Per §1798.105(a) of the CCPA statute, “[a] consumer shall have the right to request that a business delete any personal information about the consumer which the business has collected from the consumer.” However, (and in contrast to the approach in the GDPR) this is subject to multiple exceptions for both businesses and service providers:
1) Complete the transaction for which the personal information was collected, fulfill the terms of a written warranty or product recall conducted in accordance with federal law, provide a good or service requested by the consumer, or reasonably anticipated within the context of a business’ ongoing business relationship with the consumer, or otherwise perform a contract between the business and the consumer.
2) Detect security incidents, protect against malicious, deceptive, fraudulent, or illegal activity; or prosecute those responsible for that activity.

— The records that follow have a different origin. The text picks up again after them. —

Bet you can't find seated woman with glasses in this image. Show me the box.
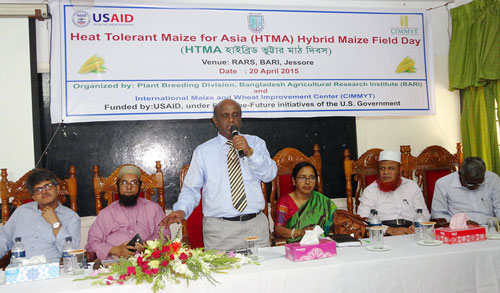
[274,162,337,243]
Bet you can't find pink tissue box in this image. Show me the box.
[285,239,337,261]
[436,225,486,244]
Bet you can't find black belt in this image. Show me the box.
[222,212,260,222]
[382,219,413,228]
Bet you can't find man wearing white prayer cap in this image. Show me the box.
[358,151,430,235]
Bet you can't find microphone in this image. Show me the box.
[229,125,245,158]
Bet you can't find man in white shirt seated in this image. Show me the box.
[0,169,80,261]
[358,151,430,235]
[431,157,500,225]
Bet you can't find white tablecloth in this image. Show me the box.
[0,236,500,293]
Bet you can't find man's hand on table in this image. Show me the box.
[109,241,135,258]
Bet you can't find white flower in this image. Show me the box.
[148,259,160,269]
[146,239,161,250]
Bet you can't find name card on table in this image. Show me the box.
[435,225,486,244]
[5,262,59,284]
[285,239,337,261]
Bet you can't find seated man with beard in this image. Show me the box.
[358,151,430,235]
[85,166,170,259]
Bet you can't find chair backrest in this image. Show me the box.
[401,143,463,211]
[344,148,382,213]
[94,161,165,214]
[179,164,205,248]
[269,144,323,245]
[0,166,77,224]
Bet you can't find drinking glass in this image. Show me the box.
[486,217,500,237]
[244,236,259,260]
[370,227,384,249]
[422,222,436,244]
[68,249,86,275]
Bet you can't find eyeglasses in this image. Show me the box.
[33,183,55,194]
[118,180,139,187]
[295,176,316,182]
[463,180,484,189]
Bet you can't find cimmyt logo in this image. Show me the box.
[390,15,418,35]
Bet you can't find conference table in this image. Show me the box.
[0,235,500,293]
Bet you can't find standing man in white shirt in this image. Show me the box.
[358,151,430,235]
[161,100,278,250]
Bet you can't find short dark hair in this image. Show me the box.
[214,99,241,117]
[292,162,318,178]
[459,157,486,180]
[26,168,58,195]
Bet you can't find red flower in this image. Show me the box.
[172,242,181,253]
[151,249,161,258]
[127,262,139,276]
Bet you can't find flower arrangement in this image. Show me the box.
[75,235,256,292]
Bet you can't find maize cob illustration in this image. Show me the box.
[78,54,106,74]
[396,56,417,73]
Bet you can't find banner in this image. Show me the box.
[51,1,434,123]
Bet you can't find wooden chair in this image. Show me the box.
[269,144,323,245]
[179,164,268,248]
[344,148,382,213]
[401,143,463,211]
[0,166,77,224]
[94,161,165,214]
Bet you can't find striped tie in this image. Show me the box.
[226,140,247,212]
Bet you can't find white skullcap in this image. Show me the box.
[378,151,401,164]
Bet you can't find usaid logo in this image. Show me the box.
[73,10,134,27]
[92,13,134,23]
[72,10,90,27]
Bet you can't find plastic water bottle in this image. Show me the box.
[413,209,425,241]
[62,237,73,274]
[368,209,382,236]
[10,237,26,264]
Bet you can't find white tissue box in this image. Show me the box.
[5,262,59,284]
[285,239,337,261]
[435,225,486,244]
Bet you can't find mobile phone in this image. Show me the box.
[127,233,142,251]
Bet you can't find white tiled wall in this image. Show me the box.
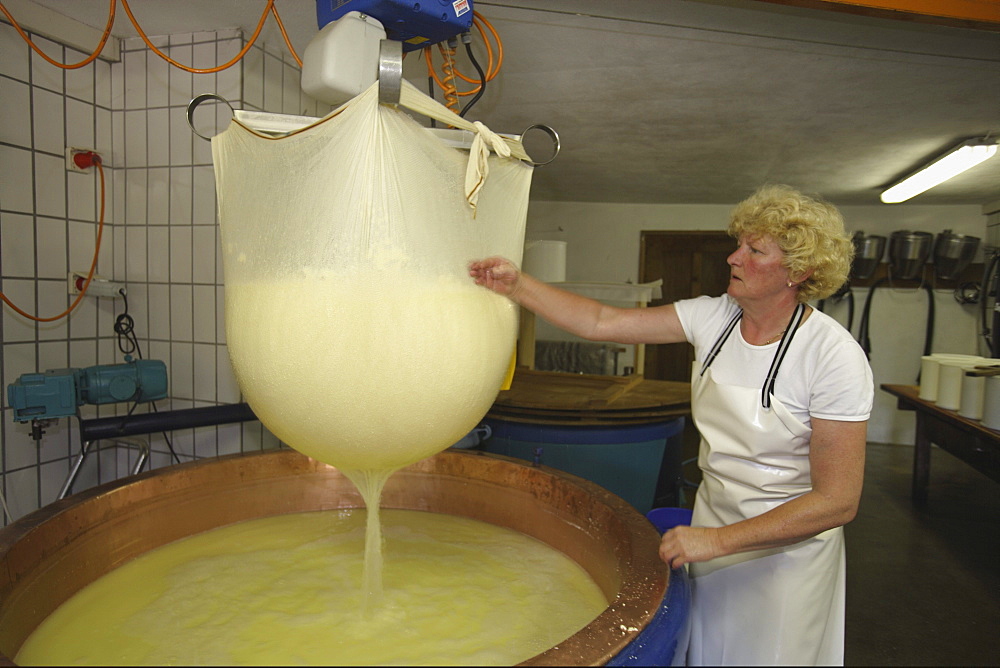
[0,23,326,523]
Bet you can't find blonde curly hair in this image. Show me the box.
[727,185,854,302]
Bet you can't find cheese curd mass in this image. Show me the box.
[226,269,517,471]
[16,510,607,665]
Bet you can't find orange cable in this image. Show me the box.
[438,42,458,113]
[271,3,300,67]
[0,158,104,322]
[0,0,117,70]
[121,0,274,74]
[423,12,503,99]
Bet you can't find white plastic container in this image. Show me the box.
[983,376,1000,430]
[958,371,987,420]
[919,353,983,410]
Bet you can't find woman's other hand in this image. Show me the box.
[469,257,521,298]
[660,525,722,568]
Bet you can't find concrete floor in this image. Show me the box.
[845,444,1000,666]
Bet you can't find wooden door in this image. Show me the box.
[639,232,736,382]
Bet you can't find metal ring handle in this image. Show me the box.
[187,93,236,141]
[521,123,561,167]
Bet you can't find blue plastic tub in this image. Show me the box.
[607,508,691,666]
[646,508,692,533]
[482,417,684,514]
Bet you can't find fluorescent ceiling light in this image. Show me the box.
[882,139,997,204]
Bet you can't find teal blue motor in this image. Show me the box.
[7,355,167,422]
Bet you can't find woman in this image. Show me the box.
[470,186,874,665]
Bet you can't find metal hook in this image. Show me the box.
[521,123,561,167]
[187,93,236,141]
[378,39,403,106]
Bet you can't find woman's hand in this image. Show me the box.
[469,257,521,299]
[660,525,722,568]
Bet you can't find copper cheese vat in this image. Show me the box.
[0,449,669,665]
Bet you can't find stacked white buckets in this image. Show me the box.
[920,353,1000,430]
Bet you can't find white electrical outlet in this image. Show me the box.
[67,271,127,297]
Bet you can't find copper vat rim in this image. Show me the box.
[0,448,670,665]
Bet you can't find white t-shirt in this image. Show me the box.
[675,295,875,426]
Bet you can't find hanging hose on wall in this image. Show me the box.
[979,249,1000,357]
[0,0,302,74]
[816,280,854,332]
[858,277,935,383]
[0,157,105,322]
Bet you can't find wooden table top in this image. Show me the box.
[490,369,691,423]
[879,383,1000,441]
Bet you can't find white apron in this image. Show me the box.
[688,309,845,665]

3) Debug to identify and repair errors that impair existing intended functionality.
4) Exercise free speech, ensure the right of another consumer to exercise that consumer’s right of free speech, or exercise another right provided for by law.
5) Comply with the California Electronic Communications Privacy Act pursuant to Chapter 3.6 (commencing with Section 1546) of Title 12 of Part 2 of the Penal Code.
6) Engage in public or peer-reviewed scientific, historical, or statistical research in the public interest that adheres to all other applicable ethics and privacy laws, when the business’ deletion of the information is likely to render impossible or seriously impair the achievement of such research, if the consumer has provided informed consent.
7)To enable solely internal uses that are reasonably aligned with the expectations of the consumer based on the consumer’s relationship with the business.
8) Comply with a legal obligation.
9) Otherwise use the consumer’s personal information, internally, in a lawful manner that is compatible with the context in which the consumer provided the information.
Some of these exceptions are to be expected, given the nature of a relationship between the consumer and the business or service provider. Examples include the necessity to complete an underlying transaction between/among the parties or to comply with legal obligations. Others are somewhat vague, such as the exception for “solely internal uses that are reasonably aligned with the expectations of the consumer” or for internal uses that are “compatible with the context in which the consumer provided the information.” Applying these latter exceptions will almost certainly require clarification by the Attorney General.
The CCPA Regulations add some context for businesses responding to a request to delete:
- If a business cannot verify the identity of the requestor, the business may deny the request to delete. The business shall inform the requestor that their identity cannot be verified. 1
- A business shall comply with a consumer’s request to delete their personal information by:
- Permanently and completely erasing the personal information on its existing systems with the exception of archived or back-up systems [however, when the backup or achieve is restored or becomes active, the business must then erase];
- Deidentifying the personal information; or
- Aggregating the consumer information. 2
One additional noteworthy mandate from the Regulation is the following:
- When a business denies a consumer’s request to delete the business shall do all of the following:
- Inform the consumer that it will not comply with the consumer’s request and describe the basis for the denial, including any conflict with federal or state law, or exception to the CCPA, unless prohibited from doing so by law;
- Delete the consumer’s personal information that is not subject to the exception; and
- Not use the consumer’s personal information retained for any other purpose than provided for by that exception.
1. The CCPA Regulations §999.313(d)(1).
2. The CCPA Regulations §999.313(d)(2).